— To było zwierzę, które u zoologów ma łacińską nazwę „vespertilio muriinus“ lub „myotis“.
— Nie jestem zoologiem. Nie umiem łaciny.
— Ten gołąb nazywa się zazwyczaj nietoperzem.
— Nieto...
Wstrzymał się. Jego nerwy węchowe i smakowe wprawił dźwięk tego słowa w napięcie, dzięki któremu usta jego zamieniły się w trapezowaty otwór jaskini tak wielkiej, że można w niej było przedsiębrać całe podróże. Nawet nos skłonił się widocznie do współczucia, koniec jego bowiem przybrał ów białawy kolor, o którym śpiewał podobno poeta: „Ja nie wiem, co to ma znaczyć, że mi tak smutno“.

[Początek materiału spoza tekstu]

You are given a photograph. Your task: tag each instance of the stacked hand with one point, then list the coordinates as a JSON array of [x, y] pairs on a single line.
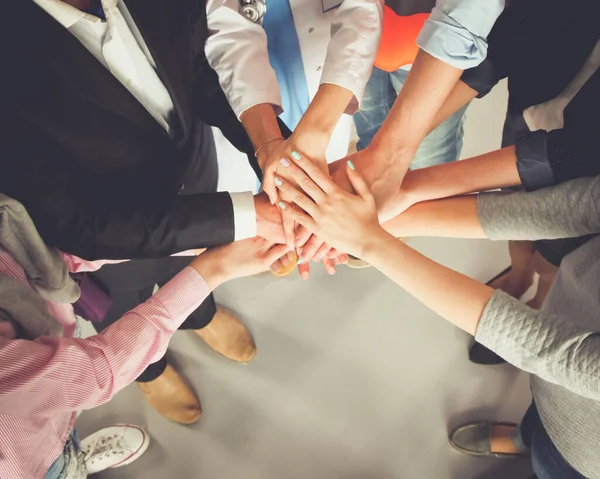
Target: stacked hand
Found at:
[[345, 221], [273, 161], [278, 164]]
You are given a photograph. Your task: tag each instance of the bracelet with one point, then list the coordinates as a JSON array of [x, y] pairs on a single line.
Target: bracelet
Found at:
[[266, 143]]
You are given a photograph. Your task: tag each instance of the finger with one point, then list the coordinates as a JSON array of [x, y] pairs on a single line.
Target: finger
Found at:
[[358, 182], [304, 270], [276, 252], [294, 195], [298, 216], [302, 236], [322, 252], [310, 249], [269, 186], [343, 258], [276, 266], [289, 226], [329, 266], [284, 260], [291, 256], [333, 253], [320, 178]]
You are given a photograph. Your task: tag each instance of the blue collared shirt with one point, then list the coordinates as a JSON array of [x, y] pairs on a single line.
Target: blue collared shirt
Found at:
[[456, 31]]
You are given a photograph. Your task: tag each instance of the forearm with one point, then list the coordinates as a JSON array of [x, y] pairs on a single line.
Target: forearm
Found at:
[[324, 110], [460, 95], [456, 297], [449, 218], [261, 124], [426, 89], [497, 169], [564, 211]]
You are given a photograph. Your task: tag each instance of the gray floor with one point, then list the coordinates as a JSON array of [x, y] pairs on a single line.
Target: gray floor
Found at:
[[354, 378]]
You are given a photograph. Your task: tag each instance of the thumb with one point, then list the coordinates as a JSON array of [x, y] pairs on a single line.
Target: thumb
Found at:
[[358, 182], [276, 252]]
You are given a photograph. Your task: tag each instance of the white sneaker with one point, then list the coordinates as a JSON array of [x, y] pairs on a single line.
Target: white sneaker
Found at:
[[114, 446]]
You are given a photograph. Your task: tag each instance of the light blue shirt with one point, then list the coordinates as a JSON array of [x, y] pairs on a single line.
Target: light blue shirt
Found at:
[[456, 31], [286, 59]]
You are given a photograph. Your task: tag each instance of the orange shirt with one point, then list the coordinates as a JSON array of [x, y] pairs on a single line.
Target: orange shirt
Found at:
[[398, 45]]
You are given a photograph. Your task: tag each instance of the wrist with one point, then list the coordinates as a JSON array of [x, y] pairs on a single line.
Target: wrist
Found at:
[[391, 152], [263, 154], [374, 244]]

— Tak, to był nietoperz, sir. Zjedliście nietoperza.
Zatrzymał konia i patrzył w błękit.
Wkońcu usłyszałem kłapnięcie; usta zwarły się znowu i domyśliłem się, że wróciła mu zdolność ujmowania uczuć w słowa.
— ...perz!!!
Tą małą zgłoską dokończył poprzednie „nieto...“ a potem z konia ujął mnie za ramię.
— Sir!
— Co?
— Nie zapominajcie o czci, należnej gentlemanowi!
— Czy zapomniałem o niej względem was?
— Sądzę, że nawet bardzo.
— O ileż?
— Jak możecie twierdzić, że sir David Lindsay jada nietoperze!
— Nietoperze? Mówiłem tylko o jednym.
— To jedno! Jedna czy więcej krzywd, to wszystko jedno. Dacie mi zadośćuczynienie! Satysfakcję! Well!
— To już macie!
— Mam? Miałbym? Ach! Jakto?
— Otrzymaliście satysfakcję, która wam zupełnie wystarczy.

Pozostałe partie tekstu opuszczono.